You turn the car on and start the radio but no matter how much you try, you just can’t get the radio to work? I will show you how to diagnose the problem and, if you are lucky, repair it without the need for a mechanic.
Car stereo issues are very common, especially with older cars. This problem can have several causes, most common ones being blown out fuses and bad wiring.
Step by step: How to Fix a Car Stereo That Has Power But Won’t Turn On?
- Take the stereo out. Make sure that your stereo doesn’t have an alarm and take it out of the cockpit but don’t unplug it. Locate the ground terminal and constant wires.
- Prepare your multimeter. Take your multimeter and set it to DC. Place the negative probe on the ground terminal, and the positive probe on the constant wire. If you are having trouble locating the constant wire, check the stereo user manual. It is also helpful to know that ground wires are most commonly green or yellow.
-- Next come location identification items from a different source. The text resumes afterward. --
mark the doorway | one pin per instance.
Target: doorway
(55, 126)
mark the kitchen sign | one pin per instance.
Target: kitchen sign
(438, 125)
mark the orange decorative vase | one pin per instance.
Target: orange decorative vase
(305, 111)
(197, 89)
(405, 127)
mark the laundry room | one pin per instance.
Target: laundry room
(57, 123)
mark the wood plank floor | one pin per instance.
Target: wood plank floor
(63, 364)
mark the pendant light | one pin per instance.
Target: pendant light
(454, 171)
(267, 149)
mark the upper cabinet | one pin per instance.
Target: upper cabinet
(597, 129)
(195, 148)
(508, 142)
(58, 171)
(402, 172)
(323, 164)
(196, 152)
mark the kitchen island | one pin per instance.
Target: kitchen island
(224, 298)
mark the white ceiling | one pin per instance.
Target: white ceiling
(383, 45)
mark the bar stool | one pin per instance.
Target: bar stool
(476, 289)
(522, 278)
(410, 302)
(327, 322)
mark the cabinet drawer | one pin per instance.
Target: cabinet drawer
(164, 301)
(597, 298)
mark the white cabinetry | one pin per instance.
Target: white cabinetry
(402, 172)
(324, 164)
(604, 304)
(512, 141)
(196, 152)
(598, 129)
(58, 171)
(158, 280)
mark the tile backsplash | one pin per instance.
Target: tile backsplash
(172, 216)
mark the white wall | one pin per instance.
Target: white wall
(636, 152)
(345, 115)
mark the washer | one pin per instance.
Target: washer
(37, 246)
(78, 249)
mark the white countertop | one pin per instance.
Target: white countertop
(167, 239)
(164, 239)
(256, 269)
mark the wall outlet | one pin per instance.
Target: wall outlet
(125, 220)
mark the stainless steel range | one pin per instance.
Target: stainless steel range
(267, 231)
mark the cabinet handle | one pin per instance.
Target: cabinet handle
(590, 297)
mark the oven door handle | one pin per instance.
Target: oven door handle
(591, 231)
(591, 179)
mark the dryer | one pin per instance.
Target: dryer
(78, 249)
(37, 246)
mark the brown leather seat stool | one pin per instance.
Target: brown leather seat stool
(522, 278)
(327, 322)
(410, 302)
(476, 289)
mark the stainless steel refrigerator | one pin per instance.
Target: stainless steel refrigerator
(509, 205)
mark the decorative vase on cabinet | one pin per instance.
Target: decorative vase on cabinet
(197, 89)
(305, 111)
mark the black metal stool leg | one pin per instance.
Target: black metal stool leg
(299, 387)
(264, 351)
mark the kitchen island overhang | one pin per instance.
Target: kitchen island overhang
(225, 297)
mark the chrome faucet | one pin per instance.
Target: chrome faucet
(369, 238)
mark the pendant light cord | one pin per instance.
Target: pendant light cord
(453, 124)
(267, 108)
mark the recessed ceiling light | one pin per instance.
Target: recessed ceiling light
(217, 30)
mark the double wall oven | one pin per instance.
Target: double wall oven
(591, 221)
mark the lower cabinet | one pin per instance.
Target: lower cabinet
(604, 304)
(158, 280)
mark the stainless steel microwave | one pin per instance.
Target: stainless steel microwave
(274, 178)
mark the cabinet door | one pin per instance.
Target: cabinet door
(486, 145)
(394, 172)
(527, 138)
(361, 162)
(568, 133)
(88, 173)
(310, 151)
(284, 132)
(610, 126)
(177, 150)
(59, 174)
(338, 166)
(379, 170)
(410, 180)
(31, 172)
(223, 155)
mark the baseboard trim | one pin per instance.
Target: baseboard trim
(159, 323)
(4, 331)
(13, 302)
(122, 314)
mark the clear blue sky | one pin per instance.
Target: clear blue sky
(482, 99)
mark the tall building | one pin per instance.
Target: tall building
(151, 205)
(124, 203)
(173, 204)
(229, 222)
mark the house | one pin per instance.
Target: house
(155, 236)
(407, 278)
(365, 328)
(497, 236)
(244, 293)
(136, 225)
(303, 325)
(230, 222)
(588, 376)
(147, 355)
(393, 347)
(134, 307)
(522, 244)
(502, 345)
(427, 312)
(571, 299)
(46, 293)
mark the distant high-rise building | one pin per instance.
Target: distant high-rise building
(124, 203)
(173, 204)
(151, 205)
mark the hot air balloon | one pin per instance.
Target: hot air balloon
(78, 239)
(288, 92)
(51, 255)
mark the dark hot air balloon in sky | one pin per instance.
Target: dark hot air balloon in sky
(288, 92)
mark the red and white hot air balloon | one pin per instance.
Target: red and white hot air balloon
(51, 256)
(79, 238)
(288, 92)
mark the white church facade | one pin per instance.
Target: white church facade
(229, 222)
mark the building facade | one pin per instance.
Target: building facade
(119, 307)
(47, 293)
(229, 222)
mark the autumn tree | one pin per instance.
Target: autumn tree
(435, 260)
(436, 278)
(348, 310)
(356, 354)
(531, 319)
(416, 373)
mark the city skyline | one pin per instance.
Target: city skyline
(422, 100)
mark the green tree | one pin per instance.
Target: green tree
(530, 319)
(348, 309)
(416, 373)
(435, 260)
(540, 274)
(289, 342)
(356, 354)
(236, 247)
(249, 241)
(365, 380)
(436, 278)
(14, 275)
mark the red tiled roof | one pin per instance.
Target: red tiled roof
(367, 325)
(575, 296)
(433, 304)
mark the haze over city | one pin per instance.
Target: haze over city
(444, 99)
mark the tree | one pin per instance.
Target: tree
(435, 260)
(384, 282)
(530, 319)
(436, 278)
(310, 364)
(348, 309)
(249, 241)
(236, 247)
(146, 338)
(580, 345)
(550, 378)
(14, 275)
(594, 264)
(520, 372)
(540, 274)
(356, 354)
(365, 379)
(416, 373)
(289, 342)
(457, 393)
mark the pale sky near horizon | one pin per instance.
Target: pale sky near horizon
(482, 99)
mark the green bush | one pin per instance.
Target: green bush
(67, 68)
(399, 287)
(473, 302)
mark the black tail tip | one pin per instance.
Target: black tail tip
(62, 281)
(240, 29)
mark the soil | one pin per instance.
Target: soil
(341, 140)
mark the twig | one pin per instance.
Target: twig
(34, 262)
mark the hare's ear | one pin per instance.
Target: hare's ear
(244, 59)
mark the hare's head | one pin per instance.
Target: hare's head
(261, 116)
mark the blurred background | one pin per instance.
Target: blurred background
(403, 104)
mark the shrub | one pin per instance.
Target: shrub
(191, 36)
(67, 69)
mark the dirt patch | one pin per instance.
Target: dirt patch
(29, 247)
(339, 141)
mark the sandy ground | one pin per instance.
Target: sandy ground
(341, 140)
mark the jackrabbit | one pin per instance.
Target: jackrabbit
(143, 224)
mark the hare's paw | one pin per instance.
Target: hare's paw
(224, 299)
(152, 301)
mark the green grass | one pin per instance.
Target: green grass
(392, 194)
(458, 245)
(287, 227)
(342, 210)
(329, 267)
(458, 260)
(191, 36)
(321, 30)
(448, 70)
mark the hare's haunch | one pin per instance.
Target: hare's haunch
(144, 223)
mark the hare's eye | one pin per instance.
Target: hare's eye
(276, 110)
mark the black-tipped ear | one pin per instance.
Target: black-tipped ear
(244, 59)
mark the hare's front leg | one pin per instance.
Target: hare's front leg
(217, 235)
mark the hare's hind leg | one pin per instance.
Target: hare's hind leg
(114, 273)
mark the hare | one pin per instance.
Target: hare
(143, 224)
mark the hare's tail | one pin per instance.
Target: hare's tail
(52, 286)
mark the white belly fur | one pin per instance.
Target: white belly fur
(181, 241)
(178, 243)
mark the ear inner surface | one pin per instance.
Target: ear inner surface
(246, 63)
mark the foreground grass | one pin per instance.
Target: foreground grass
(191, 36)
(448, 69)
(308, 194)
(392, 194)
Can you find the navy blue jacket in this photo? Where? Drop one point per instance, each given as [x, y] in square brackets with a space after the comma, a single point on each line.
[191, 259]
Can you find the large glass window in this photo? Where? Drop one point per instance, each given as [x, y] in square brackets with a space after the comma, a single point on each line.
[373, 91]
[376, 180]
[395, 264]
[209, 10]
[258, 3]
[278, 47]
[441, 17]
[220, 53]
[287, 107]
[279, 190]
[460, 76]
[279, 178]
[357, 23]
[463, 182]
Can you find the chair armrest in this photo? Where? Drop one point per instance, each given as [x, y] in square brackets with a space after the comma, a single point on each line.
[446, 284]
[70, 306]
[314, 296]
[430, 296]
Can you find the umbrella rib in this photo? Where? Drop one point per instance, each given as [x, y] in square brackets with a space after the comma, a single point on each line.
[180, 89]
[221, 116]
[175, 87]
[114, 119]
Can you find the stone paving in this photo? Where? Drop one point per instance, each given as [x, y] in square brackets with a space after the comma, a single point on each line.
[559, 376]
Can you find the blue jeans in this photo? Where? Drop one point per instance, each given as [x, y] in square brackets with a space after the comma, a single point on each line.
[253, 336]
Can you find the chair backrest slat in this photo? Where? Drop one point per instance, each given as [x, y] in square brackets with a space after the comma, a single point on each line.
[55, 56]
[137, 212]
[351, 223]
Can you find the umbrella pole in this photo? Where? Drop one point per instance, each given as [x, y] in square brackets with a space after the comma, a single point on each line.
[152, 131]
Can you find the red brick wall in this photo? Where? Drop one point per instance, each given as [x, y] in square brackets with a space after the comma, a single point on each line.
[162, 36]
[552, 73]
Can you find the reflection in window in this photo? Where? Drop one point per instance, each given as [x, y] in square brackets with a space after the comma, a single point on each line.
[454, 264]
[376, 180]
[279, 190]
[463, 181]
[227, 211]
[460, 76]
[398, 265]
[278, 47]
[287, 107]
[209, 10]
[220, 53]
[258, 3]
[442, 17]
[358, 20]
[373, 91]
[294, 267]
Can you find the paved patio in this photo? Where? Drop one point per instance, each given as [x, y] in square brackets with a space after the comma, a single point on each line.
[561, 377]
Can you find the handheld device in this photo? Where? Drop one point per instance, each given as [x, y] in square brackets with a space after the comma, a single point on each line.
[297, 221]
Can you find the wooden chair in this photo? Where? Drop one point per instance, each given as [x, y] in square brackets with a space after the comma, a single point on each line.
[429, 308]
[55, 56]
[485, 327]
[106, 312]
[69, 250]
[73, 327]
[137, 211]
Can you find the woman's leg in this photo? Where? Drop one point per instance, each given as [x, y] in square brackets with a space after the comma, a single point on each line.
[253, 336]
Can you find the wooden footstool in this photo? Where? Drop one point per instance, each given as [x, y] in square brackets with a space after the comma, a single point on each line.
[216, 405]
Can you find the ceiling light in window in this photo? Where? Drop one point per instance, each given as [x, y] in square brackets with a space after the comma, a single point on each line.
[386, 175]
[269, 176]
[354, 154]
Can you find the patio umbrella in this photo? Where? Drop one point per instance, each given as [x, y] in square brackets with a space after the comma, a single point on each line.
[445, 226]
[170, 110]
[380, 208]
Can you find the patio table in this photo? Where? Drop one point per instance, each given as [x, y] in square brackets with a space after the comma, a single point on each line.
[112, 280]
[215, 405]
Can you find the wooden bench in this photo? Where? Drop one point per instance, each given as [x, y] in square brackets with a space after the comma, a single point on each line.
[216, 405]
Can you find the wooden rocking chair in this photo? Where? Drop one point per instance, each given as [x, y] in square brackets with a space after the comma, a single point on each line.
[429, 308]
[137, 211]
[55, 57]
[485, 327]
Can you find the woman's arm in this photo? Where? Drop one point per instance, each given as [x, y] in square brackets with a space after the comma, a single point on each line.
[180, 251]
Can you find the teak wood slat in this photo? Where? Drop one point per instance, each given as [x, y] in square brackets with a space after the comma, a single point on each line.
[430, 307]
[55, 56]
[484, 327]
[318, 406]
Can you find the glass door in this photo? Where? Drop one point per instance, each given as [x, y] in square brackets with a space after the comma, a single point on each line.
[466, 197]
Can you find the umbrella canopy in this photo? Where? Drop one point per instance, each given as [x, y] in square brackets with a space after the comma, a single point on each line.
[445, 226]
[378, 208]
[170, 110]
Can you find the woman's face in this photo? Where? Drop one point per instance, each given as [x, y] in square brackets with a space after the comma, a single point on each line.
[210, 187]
- Evaluate the reading. If you have done everything correctly, the multimeter should show twelve volts. If everything is OK with the stereo, it should show that reading regardless if the car is on or not. In case that your multimeter doesn’t show a value, prepare to check the fuses. You most likely have a blown fuse. If there is voltage on the constant wire and the multimeter shows values around twelve volts, we can proceed to test the twelve volt switch wire.
- Locate the wire. Twelve volt switch wire is yellow or red. Look at the back of the stereo for indications of the wire types.
- Set your car to appropriate ignition position. Turn your key to the accessory position. Take the multimeter and with the negative probe on the ground, touch the volt switch wire with the positive probe.
- Evaluate the results. Once again, if there is no value measured by the multimeter and you have done everything as you should, you have a blown fuse in the car use box. If the value measured is twelve volts, the switch wire and its fuse are in working order. If readings show that everything is OK, yet your stereo still won’t turn on, we will need to check stereo’s ground presence.
- Locate the ground wire. We will need to make contact with the ground wire that connects the stereo to the car. Ground wires are always black.
- Check if ground presence is OK. Set the multimeter to continuity mode. With the negative probe still on the ground terminal, place the positive probe on the black ground wire. If ground presence exists, your multimeter should produce a sound.
- Replace the bad wire. If you don’t hear a sound and you are absolutely sure that you have done everything correctly, the problem is most likely in the wiring. Make sure that stereo and car ground wires are connected. If necessary, disconnect and trim the wire a bit and connect it again. If the problem still persists, you will need to go to the mechanic and have him replace the car ground wire.
- Check the fuse. Locate the car fuse box. They are located under the hood of the car or under the steering wheel. Take a flat headed screwdriver and unscrew the lid of the fuse box. Once you do that, check to see if you can find the stereo fuse and take it out. Test it with a multimeter to see if it is blown. Testing a car fuse is the same like testing any other fuse – Just place the positive probe on the positive side and the negative probe on the negative side; all that’s left for you to do is to note the multimeter’s reading. If the fuse is blown, replace it. But if the fuse is in working order, you should take your car to the mechanic.
This video might be helpful:
- Place the protective rubber caps on your probes to make sure that you don’t short circuit the car.
- Take extra time to identify the wires correctly.
- If you are having trouble with locating wires, or if you just want to make sure that you are doing everything correctly, take the stereo manual. It contains detailed instructions and plans.
- Car manual contains the location of the car fuse box and detailed graphics of each fuse’s function.
- These are the most common causes of car stereo problems.
- If you still aren’t able to locate the problem and fix it, take your car to the mechanic, it is most likely that the problem is in the car.